The program covers costs associated with the involvement of the team; there are allowances, team supervisor wages, uniforms, safety gear, equipment such as hand tools, participant training, local transport costs and insurance. All those types of costs will be covered by the program. There are also budgets for other materials. There has been a bit of discussion about workplace health and safety. Participation in appropriate work health and safety and first aid training processes will be a minimum requirement for participants. Obviously, the type of training will vary depending on the type of work participants are doing—some of them will be using instruments that will require them to have extra training, and that will be catered for. Participants will also gain skills that are sometimes intangible. Participants may or may not learn to use a chainsaw or how to do other environmental things, but crucially they will have to learn how to communicate. They may be learning communication skills as they talk to each other or talk to other people about what they want to do or how they are going to do this together as a team—great skills for life. They will potentially have to read and interpret documentation. They will gain skills in planning, organising themselves and their team, making decisions about what to do and how they will do it, using technology and being able to learn in a range of settings, as well as learning landscaping and many other skills.
This also has the great benefit that they will potentially be able to get formal recognition for the skills that they have learnt through this. As an example, they may be able to get a certificate II in conservation and land management, if they tick the boxes for that type of certificate, or a certificate I in construction, if they are doing some basic construction work. The skills involved in getting some of those certificates are quite involved. When they leave this 26-week program, they will potentially have certificates that they can take with them that make them more work ready, which is just wonderful. They are going to get paid in alignment with the national training wage. It is an allowance, which will range from $600 odd to nearly $1,000 a fortnight, depending on their age and what their educational background is. They will be able to choose, depending on what they are on now with Newstart, which mix they want. They will complete training in first aid, which is another great skill and great certificate to have.
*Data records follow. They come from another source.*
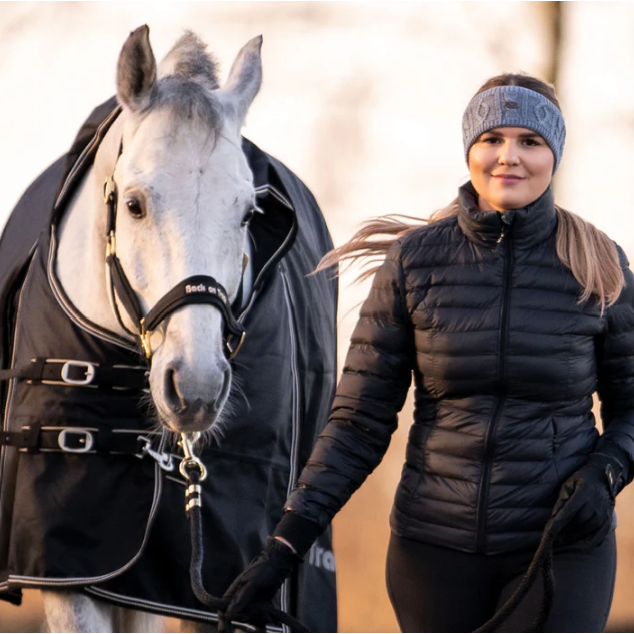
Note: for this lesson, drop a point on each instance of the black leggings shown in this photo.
(435, 589)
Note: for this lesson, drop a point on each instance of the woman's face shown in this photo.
(510, 168)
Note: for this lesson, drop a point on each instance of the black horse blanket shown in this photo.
(113, 524)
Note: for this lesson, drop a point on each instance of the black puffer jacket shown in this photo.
(505, 361)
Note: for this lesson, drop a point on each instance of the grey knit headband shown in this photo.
(514, 106)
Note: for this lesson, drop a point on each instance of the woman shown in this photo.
(509, 312)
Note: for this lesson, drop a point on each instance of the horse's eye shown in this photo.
(248, 216)
(135, 208)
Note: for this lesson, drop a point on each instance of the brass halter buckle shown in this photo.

I commend the environment minister for this program, since it was very important to him that people with disabilities be able to join this program. While I am talking about disabilities, I want to share with the House the wonderful success we have had locally. We had a local program in March, of which I was lucky and proud enough to be the ambassador. We set a target of getting 50 people with disabilities a job in our community. We wanted to do 70 but ended up setting it at 50, because we did not want to look as though we had failed if we got 60, even though it would have been a great success. Do you know how many jobs we got in that month for people with disabilities? We found 125 jobs for people with disabilities. It was a wonderful success and a wonderful thing to be the ambassador of. This scheme is open to people with disabilities as well, which is just wonderful.
I want to close off by saying that there is a twofold win with this. People are going to be involved in helping our environment and restoring our environment and learn great skills.